Like any protestant minister, rabbi, teacher and other professional, the guilty person is removed from active work with their people. So too with the priest.

The Origin of the Words: Hebrew and Jew (permission and credits: Tracey R. Rich, www.jewfaq.org.)

The original name for the people we now call Jews was Hebrew. The word “Hebrew” is first used in the Torah to describe Abraham (Gen. 14:13).

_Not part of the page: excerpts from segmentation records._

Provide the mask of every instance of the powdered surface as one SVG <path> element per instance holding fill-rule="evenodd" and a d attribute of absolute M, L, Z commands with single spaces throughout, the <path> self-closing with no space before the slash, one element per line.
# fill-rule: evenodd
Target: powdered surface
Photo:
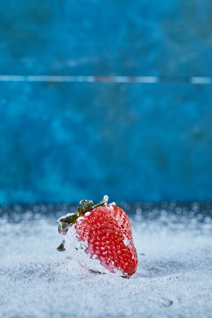
<path fill-rule="evenodd" d="M 132 218 L 139 264 L 128 279 L 89 271 L 56 250 L 61 211 L 20 209 L 1 214 L 1 316 L 211 316 L 209 215 L 165 208 L 144 215 L 138 208 Z"/>

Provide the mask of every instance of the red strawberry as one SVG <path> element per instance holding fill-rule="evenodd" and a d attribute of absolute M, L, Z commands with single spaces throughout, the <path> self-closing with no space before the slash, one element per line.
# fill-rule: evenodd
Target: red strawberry
<path fill-rule="evenodd" d="M 83 208 L 60 217 L 58 232 L 66 239 L 57 249 L 67 250 L 89 269 L 131 276 L 138 265 L 131 226 L 125 211 L 114 203 L 107 204 L 108 200 L 105 196 L 94 206 L 82 200 Z"/>

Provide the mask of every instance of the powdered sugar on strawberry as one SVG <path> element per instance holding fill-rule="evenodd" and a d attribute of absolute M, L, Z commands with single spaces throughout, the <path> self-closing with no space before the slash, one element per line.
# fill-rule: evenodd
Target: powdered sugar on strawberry
<path fill-rule="evenodd" d="M 107 196 L 100 204 L 81 200 L 83 208 L 70 217 L 60 218 L 59 233 L 66 235 L 57 248 L 65 249 L 82 266 L 100 273 L 131 276 L 137 266 L 129 219 L 122 209 L 107 204 Z"/>
<path fill-rule="evenodd" d="M 111 267 L 108 266 L 106 263 L 103 266 L 98 259 L 97 255 L 94 253 L 91 255 L 88 252 L 88 247 L 91 251 L 93 250 L 92 244 L 88 244 L 87 241 L 79 241 L 77 237 L 75 227 L 73 225 L 69 228 L 66 235 L 65 247 L 69 256 L 76 261 L 81 266 L 90 270 L 104 274 L 111 273 Z M 119 276 L 123 276 L 121 272 Z"/>

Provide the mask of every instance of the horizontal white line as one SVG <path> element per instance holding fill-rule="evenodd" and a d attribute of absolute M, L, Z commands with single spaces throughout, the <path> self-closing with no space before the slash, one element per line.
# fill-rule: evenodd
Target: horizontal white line
<path fill-rule="evenodd" d="M 212 84 L 211 77 L 193 76 L 94 76 L 66 75 L 0 75 L 0 82 L 58 82 L 68 83 L 189 83 Z"/>

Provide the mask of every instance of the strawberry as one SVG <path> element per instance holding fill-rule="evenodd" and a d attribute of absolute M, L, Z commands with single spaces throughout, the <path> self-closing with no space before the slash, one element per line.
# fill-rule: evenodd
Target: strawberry
<path fill-rule="evenodd" d="M 138 265 L 131 226 L 125 211 L 105 196 L 101 203 L 82 200 L 82 208 L 58 219 L 65 239 L 57 248 L 90 270 L 130 276 Z"/>

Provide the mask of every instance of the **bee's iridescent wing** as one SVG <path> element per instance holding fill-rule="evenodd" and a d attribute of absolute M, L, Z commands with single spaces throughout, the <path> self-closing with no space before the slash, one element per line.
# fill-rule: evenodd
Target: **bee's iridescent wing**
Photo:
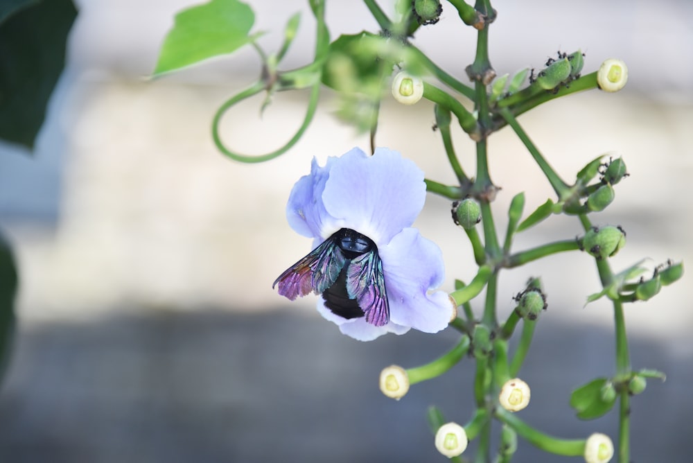
<path fill-rule="evenodd" d="M 366 322 L 382 326 L 389 321 L 383 261 L 377 252 L 366 252 L 351 259 L 346 269 L 346 291 L 349 297 L 358 302 Z"/>
<path fill-rule="evenodd" d="M 279 294 L 293 301 L 311 291 L 319 294 L 332 286 L 346 262 L 333 236 L 286 269 L 274 280 Z"/>

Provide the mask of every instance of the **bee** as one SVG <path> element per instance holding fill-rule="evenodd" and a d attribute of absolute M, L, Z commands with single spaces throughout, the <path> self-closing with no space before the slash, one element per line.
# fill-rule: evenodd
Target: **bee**
<path fill-rule="evenodd" d="M 374 241 L 342 228 L 283 272 L 272 287 L 293 301 L 311 292 L 325 306 L 346 319 L 365 317 L 383 326 L 389 321 L 383 261 Z"/>

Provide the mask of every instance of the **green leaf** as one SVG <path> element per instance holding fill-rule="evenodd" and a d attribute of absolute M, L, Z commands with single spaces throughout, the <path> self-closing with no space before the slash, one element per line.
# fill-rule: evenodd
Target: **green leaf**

Another name used for the people is Children of Israel or Israelites which refers to the fact that the people are descendants of Jacob who was also called Israel.
The word “Jew” (in Hebrew, “Yehudi”) is derived from the name Judah, which was the name of one of Jacob’s twelve sons. Judah was the ancestor of one of the tribes of Israel, which was named after him. Likewise, the word Judaism literally means: Judah-ism, that is the religion of the Yehudim. Other sources, however, say the word Yehudim means “People of God”, because the first three letters of “Yehudah” are the same as the first three letters of God’s four-letter name.

In the 6th century B.C., the Kingdom of Israel was conquered by Assyria, and the ten tribes were exiled from the land, leaving only the tribes in the Kingdom of Judah remaining to carry on Abraham’s heritage. These peoples of the Kingdom of Judah were generally known to themselves and to other nations as Jews. That name continues to be used today.

Finally, a Jew is any person whose mother was a Jew or any person who has gone through the formal process of conversion to Judaism.